If–if it hadn't been for you filling me up with stupid nonsense, taking me to see the wrong kind of doctors, phony ones, sensational ones who told me I might do things and made me experiment and want to see if it would really happen … Making me think I was queer and different …” He broke off, then shouted, standing over her, both of them white and shaking, both almost in tears: “If I'm mad,
you're
mad! If I'm mad, where did I get it from? Perhaps
you
killed Grandfather, perhaps you did squirt poison over his food–you could have! Perhaps
you're
mad, Bella; if I am, why shouldn't
you
be?”

“But the whole point is that you're not, Edward,” said Stephen in his quiet way. “And if you're not, there's no reason to suppose that Bella is. And unless she was mad and did it without a motive, she surely wouldn't have killed Sir Richard; why should she?”

Edward turned away with a sort of half-movement, like a hurt animal. “Well, I don't know … Anyway, it was one of you. Wasn't it, Cockie? Her or Peta or Claire or Philip or–who's left?–Ellen.”

“It was one of six people here,” said Cockrill, steadily.

“Well, all right, counting me.” He looked round him almost as though he were the centre of some game at a children's party. “It couldn't be Ellen, because of Brough. And it couldn't be Philip because we don't really believe, not seriously, that he isn't Philip; and, of course, Dr. Newsome wouldn't have made such a mess of the time-of-death business. We were silly to think of that.”

“Thank you,” said Philip, sarcastically; but one couldn't really resent what he said, poor desperate boy.

“So that leaves–it leaves Peta and Claire. And Claire–well, Peta showed, that day, how Claire could have gone up the path the night before and killed Grandfather and come away; and only pretend to go up it the next morning and see him sitting in the window.” He looked rather frightened; and shame-faced. “Well, you heard Peta say it, Cockie;
I
'
m
not telling you. It–it could have happened.”

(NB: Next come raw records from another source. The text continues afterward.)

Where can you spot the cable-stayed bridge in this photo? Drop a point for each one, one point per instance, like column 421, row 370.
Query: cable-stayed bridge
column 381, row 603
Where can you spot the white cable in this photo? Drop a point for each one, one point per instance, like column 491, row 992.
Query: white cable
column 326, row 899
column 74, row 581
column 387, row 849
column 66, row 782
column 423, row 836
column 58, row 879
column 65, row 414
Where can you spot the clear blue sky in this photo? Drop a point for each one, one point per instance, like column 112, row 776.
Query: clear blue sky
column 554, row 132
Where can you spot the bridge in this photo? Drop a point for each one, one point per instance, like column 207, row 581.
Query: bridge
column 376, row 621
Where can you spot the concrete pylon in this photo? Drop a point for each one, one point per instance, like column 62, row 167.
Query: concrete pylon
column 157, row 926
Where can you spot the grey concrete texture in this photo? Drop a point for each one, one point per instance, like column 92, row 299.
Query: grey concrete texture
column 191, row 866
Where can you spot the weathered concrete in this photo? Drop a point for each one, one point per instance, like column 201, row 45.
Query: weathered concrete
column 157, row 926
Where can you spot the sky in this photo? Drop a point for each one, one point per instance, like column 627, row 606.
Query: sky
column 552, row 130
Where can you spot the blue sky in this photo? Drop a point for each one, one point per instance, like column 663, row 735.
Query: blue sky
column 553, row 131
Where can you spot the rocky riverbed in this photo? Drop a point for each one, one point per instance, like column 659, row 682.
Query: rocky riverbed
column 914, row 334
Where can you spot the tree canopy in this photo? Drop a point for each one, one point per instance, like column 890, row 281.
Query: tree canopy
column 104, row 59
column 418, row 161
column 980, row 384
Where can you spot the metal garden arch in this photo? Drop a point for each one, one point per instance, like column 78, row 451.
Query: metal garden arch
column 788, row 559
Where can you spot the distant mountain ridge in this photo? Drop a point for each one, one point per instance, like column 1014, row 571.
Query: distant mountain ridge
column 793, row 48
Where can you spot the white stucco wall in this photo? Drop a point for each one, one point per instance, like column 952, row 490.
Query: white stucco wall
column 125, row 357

There was a silence. Claire said at last, “Well–Ellen?”

“Yes?” said Ellen.

“Aren't you going to tell Edward about that morning? You were standing on the balcony outside your bedroom; you could see right over the bushes at the edge of the drive–you could see down to the lodge. You must have seen me walking up the path to the French window, and running down again.
You
know that I really did go up the path.”